Finn Cole plays Eugene, a young man living with his family in a small rural American town. His humdrum life is turned upside down when he finds Allison (Robbie), a bank robber on the run, hiding in his parents’ barn. He agrees to help her escape in exchange for a big payoff, but soon becomes smitten with Allison, seeing her as a path to a more exciting life.
The film has some interesting ideas, but can never seem to quite thread everything together. It’s refreshing to see a story where it’s a young man getting swept off his feet by a charming female criminal, with Allison often having the emotional power over her would-be accomplice. Robbie is powerful in the lead, morphing into whatever she needs to be to get a mile further away from capture. One of those personas is the girl of Eugene’s dreams, a façade he buys into happily. The enigmatic qualities of Robbie’s performance mean we’re never quite sure if she genuinely grows to love him on the way or, as she puts it, she’d “rather be scared with you than alone”.
Equally as intriguing is the setting of a dust bowl town. A broken Dreamland where once everyone came in search of fortune, but now families leave in droves having given up hope. There’s a glimpse of this desperation in George (Travis Fimmel), Eugene’s step-father, a sheriff obsessed with pursuing Allison who perhaps sees some personal redemption in her capture. Outside of the leads, he has the most to do, becoming the cop on their tail who is hoodwinked by his own child.
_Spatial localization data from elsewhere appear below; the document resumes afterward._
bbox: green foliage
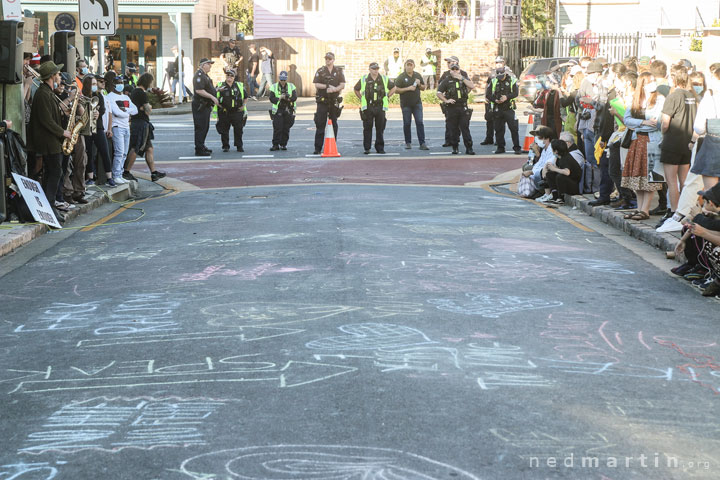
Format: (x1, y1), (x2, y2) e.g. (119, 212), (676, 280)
(227, 0), (254, 34)
(370, 0), (459, 46)
(521, 0), (555, 36)
(690, 35), (702, 52)
(343, 89), (474, 106)
(147, 88), (173, 109)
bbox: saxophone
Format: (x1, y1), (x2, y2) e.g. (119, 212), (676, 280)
(62, 92), (85, 155)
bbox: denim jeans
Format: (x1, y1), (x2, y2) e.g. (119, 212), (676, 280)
(581, 128), (596, 166)
(171, 74), (187, 99)
(111, 126), (130, 178)
(247, 72), (259, 97)
(256, 73), (273, 98)
(401, 103), (426, 145)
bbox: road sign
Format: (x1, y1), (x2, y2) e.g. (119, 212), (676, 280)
(11, 173), (62, 229)
(78, 0), (117, 36)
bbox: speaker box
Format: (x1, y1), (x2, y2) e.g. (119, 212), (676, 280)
(51, 30), (76, 74)
(0, 21), (23, 85)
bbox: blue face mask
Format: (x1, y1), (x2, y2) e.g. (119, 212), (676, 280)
(115, 84), (124, 93)
(693, 85), (704, 95)
(536, 82), (543, 90)
(81, 67), (89, 75)
(91, 85), (98, 93)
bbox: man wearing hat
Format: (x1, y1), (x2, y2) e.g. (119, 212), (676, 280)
(385, 47), (403, 82)
(215, 69), (248, 153)
(222, 38), (243, 76)
(420, 48), (437, 90)
(124, 63), (139, 94)
(487, 63), (521, 154)
(481, 56), (510, 147)
(438, 56), (467, 147)
(437, 59), (475, 155)
(312, 52), (345, 155)
(269, 70), (297, 151)
(192, 58), (219, 156)
(354, 62), (396, 154)
(27, 61), (72, 222)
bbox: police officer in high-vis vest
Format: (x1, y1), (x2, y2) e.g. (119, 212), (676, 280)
(486, 65), (521, 154)
(354, 62), (396, 154)
(215, 68), (248, 152)
(437, 60), (475, 155)
(269, 70), (297, 151)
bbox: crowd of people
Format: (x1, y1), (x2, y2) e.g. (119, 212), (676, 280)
(22, 52), (166, 224)
(516, 54), (720, 298)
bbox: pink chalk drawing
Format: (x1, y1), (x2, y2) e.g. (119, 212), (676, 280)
(180, 264), (313, 282)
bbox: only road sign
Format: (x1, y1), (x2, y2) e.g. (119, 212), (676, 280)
(79, 0), (118, 35)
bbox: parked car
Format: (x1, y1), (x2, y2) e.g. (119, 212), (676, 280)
(518, 57), (579, 102)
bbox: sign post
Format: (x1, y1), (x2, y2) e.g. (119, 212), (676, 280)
(79, 0), (117, 36)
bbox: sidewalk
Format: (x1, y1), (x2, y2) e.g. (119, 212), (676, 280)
(0, 182), (136, 257)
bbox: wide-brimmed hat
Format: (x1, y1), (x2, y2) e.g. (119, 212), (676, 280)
(38, 61), (63, 80)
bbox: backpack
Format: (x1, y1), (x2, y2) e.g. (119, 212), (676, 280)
(581, 160), (601, 194)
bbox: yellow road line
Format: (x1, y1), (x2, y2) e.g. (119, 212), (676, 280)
(80, 191), (179, 232)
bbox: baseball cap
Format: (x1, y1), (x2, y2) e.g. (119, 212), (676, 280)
(114, 75), (126, 84)
(393, 47), (400, 53)
(529, 126), (555, 139)
(324, 52), (335, 59)
(426, 47), (432, 52)
(199, 58), (214, 66)
(698, 184), (720, 204)
(495, 56), (505, 64)
(60, 72), (73, 86)
(279, 70), (288, 80)
(445, 56), (459, 63)
(369, 62), (380, 69)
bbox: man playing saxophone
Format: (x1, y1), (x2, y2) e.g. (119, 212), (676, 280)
(27, 61), (72, 223)
(62, 78), (93, 205)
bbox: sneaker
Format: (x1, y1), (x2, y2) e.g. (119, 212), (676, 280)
(494, 148), (506, 154)
(537, 193), (553, 203)
(684, 266), (709, 281)
(72, 196), (89, 205)
(195, 150), (211, 157)
(106, 178), (117, 187)
(280, 145), (287, 151)
(54, 201), (70, 212)
(364, 150), (370, 155)
(405, 143), (411, 150)
(113, 176), (128, 184)
(452, 147), (459, 154)
(693, 278), (713, 289)
(85, 179), (95, 186)
(151, 171), (166, 182)
(419, 144), (429, 151)
(670, 263), (694, 277)
(122, 171), (138, 181)
(270, 145), (279, 151)
(654, 211), (674, 228)
(222, 146), (230, 152)
(656, 218), (683, 233)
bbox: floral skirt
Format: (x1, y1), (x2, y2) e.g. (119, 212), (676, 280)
(621, 135), (663, 192)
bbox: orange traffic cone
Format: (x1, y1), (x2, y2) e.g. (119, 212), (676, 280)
(522, 114), (535, 153)
(321, 119), (341, 157)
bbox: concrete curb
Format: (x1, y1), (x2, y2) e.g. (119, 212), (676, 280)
(566, 193), (681, 255)
(0, 182), (136, 258)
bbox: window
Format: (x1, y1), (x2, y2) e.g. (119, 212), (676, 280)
(503, 0), (519, 16)
(286, 0), (323, 12)
(118, 16), (160, 30)
(208, 14), (217, 29)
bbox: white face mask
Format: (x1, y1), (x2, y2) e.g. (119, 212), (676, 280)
(644, 82), (657, 94)
(535, 137), (545, 148)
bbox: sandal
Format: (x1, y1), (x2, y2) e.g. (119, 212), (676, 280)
(629, 211), (650, 221)
(623, 211), (638, 219)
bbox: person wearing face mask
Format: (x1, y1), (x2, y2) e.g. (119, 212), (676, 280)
(81, 75), (114, 188)
(576, 61), (604, 189)
(657, 65), (698, 229)
(27, 61), (73, 223)
(76, 59), (90, 90)
(523, 126), (557, 202)
(541, 71), (563, 139)
(106, 76), (138, 185)
(544, 139), (583, 203)
(620, 72), (665, 220)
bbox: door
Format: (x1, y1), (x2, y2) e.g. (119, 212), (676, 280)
(142, 35), (158, 87)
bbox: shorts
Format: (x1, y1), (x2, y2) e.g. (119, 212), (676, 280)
(129, 120), (154, 156)
(660, 149), (691, 166)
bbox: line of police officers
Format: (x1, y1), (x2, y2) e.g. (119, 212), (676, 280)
(190, 53), (521, 156)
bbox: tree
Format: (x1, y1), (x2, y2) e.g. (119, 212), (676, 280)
(521, 0), (556, 36)
(227, 0), (254, 35)
(370, 0), (460, 46)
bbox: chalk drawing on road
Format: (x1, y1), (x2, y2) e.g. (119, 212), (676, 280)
(0, 461), (64, 479)
(428, 294), (563, 318)
(306, 324), (436, 350)
(7, 356), (358, 394)
(473, 238), (586, 253)
(19, 396), (227, 454)
(179, 445), (481, 479)
(179, 263), (313, 282)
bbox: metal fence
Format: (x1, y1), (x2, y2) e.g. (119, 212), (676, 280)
(498, 33), (651, 76)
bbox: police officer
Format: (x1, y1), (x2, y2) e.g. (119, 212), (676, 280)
(269, 70), (297, 151)
(486, 65), (521, 154)
(312, 52), (345, 155)
(437, 60), (475, 155)
(215, 69), (248, 152)
(481, 56), (515, 147)
(192, 58), (219, 156)
(354, 62), (396, 154)
(124, 62), (138, 94)
(439, 56), (469, 148)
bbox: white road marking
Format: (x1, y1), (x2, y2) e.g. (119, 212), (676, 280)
(242, 155), (275, 158)
(178, 156), (210, 160)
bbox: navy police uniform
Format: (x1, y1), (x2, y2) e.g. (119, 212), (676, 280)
(192, 66), (217, 154)
(215, 80), (247, 152)
(486, 71), (521, 153)
(269, 80), (298, 150)
(313, 65), (345, 153)
(438, 71), (474, 154)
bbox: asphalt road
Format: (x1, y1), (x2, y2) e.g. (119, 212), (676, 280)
(1, 181), (719, 479)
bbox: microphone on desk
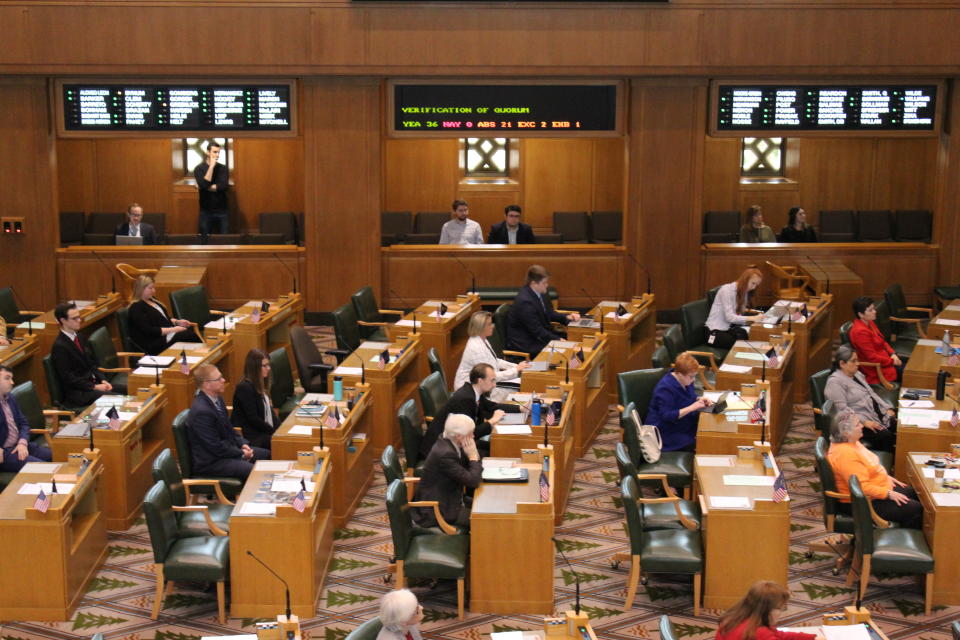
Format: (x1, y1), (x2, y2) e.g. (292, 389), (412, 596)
(246, 550), (292, 620)
(389, 289), (419, 335)
(552, 537), (581, 615)
(806, 255), (829, 295)
(741, 340), (771, 383)
(580, 288), (604, 334)
(9, 285), (34, 336)
(450, 254), (476, 295)
(273, 252), (298, 295)
(90, 251), (117, 295)
(626, 252), (652, 296)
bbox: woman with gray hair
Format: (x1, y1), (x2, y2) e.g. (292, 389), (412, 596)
(376, 588), (423, 640)
(826, 410), (922, 529)
(823, 344), (896, 452)
(453, 311), (529, 399)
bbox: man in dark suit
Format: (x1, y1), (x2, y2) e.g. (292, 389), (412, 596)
(419, 363), (514, 459)
(487, 204), (535, 244)
(413, 413), (482, 530)
(506, 264), (580, 357)
(186, 364), (270, 481)
(50, 302), (113, 408)
(0, 366), (52, 472)
(114, 203), (157, 245)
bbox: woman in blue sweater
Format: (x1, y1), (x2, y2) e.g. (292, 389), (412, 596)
(645, 352), (713, 452)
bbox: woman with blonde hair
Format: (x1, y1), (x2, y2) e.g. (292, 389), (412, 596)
(453, 311), (529, 400)
(126, 275), (200, 355)
(716, 581), (817, 640)
(645, 352), (713, 452)
(705, 267), (764, 350)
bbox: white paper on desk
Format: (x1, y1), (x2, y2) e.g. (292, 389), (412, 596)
(918, 338), (942, 347)
(394, 319), (416, 327)
(360, 341), (391, 350)
(709, 496), (751, 509)
(719, 363), (753, 373)
(482, 458), (515, 469)
(238, 502), (280, 516)
(823, 624), (871, 640)
(184, 356), (203, 364)
(736, 352), (766, 362)
(114, 411), (137, 422)
(605, 311), (634, 319)
(369, 354), (398, 364)
(288, 425), (321, 435)
(271, 478), (315, 493)
(133, 366), (163, 376)
(254, 460), (292, 471)
(548, 340), (577, 349)
(170, 341), (208, 351)
(932, 492), (960, 507)
(302, 393), (334, 404)
(483, 467), (523, 480)
(244, 300), (263, 308)
(420, 300), (442, 307)
(72, 300), (94, 309)
(139, 355), (175, 367)
(899, 408), (954, 428)
(18, 483), (75, 495)
(599, 300), (630, 307)
(17, 321), (44, 330)
(525, 361), (550, 372)
(934, 318), (960, 326)
(501, 377), (522, 385)
(696, 455), (735, 467)
(496, 424), (533, 435)
(921, 467), (960, 479)
(333, 366), (363, 376)
(19, 462), (61, 474)
(899, 399), (935, 408)
(703, 391), (726, 402)
(491, 632), (524, 640)
(723, 474), (775, 486)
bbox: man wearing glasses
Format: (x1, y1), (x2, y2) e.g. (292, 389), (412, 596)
(187, 364), (270, 481)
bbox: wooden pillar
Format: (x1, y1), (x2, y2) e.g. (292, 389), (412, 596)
(934, 77), (960, 287)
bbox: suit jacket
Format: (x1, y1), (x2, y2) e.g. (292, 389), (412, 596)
(849, 319), (896, 385)
(413, 437), (482, 528)
(231, 379), (278, 449)
(0, 393), (30, 449)
(419, 382), (499, 459)
(114, 222), (157, 245)
(50, 331), (106, 407)
(487, 221), (535, 244)
(823, 369), (893, 424)
(127, 299), (175, 355)
(187, 392), (249, 473)
(506, 285), (567, 356)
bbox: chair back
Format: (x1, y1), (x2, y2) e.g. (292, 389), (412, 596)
(171, 409), (195, 478)
(258, 212), (297, 244)
(385, 479), (414, 560)
(808, 369), (831, 412)
(87, 212), (123, 234)
(331, 302), (361, 352)
(651, 345), (671, 369)
(59, 212), (86, 245)
(951, 621), (960, 640)
(10, 381), (45, 427)
(680, 299), (709, 350)
(269, 347), (295, 410)
(381, 445), (404, 485)
(290, 326), (325, 393)
(427, 348), (447, 389)
(659, 616), (679, 640)
(883, 283), (909, 318)
(351, 286), (382, 326)
(151, 448), (188, 506)
(381, 211), (412, 246)
(88, 326), (118, 370)
(415, 212), (450, 234)
(617, 368), (667, 421)
(116, 306), (144, 354)
(615, 441), (638, 481)
(248, 233), (285, 245)
(814, 398), (836, 437)
(873, 299), (894, 341)
(143, 213), (166, 242)
(43, 354), (66, 409)
(839, 321), (853, 345)
(170, 286), (212, 327)
(701, 211), (740, 243)
(397, 399), (424, 471)
(552, 211), (590, 243)
(166, 234), (202, 245)
(662, 324), (684, 361)
(0, 287), (21, 327)
(590, 211), (622, 243)
(620, 402), (643, 465)
(706, 286), (722, 308)
(894, 210), (932, 242)
(143, 480), (179, 563)
(856, 210), (893, 242)
(848, 475), (876, 556)
(345, 618), (384, 640)
(492, 303), (512, 356)
(418, 372), (450, 421)
(814, 436), (845, 529)
(620, 475), (645, 555)
(819, 210), (857, 242)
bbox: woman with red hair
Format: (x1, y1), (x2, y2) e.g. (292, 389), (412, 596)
(705, 267), (764, 350)
(716, 581), (818, 640)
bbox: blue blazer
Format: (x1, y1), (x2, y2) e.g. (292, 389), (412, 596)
(645, 371), (699, 452)
(186, 392), (249, 473)
(0, 393), (30, 449)
(506, 285), (567, 356)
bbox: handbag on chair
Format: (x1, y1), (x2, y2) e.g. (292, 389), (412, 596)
(631, 408), (662, 463)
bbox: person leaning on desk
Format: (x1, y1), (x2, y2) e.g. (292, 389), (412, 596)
(717, 580), (820, 640)
(645, 352), (713, 453)
(823, 345), (896, 453)
(127, 275), (202, 355)
(506, 264), (580, 357)
(705, 267), (764, 350)
(414, 413), (482, 531)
While these are all interesting ideas, a lack of development means they remain sketches rather than portraits. An ever-present narration from Eugene’s sister tries to fill in the gaps, but the loose ends dangle in the breeze. Sub-plots such as Allison’s relationship with her deceased partner (Garrett Hedlund) and the fate of Eugene’s father don’t really go anywhere. A bathroom love scene feels sudden and awkward. It’s a thin story, told slowly, ensuring that any remanence of tension disappears.
Margot Robbie puts Dreamland on her back and makes something from very little. While this confirms her as a star you can rely on, there are better uses for her talents than this undercooked chase movie.
Dreamland is released in cinemas and on demand from 11th December.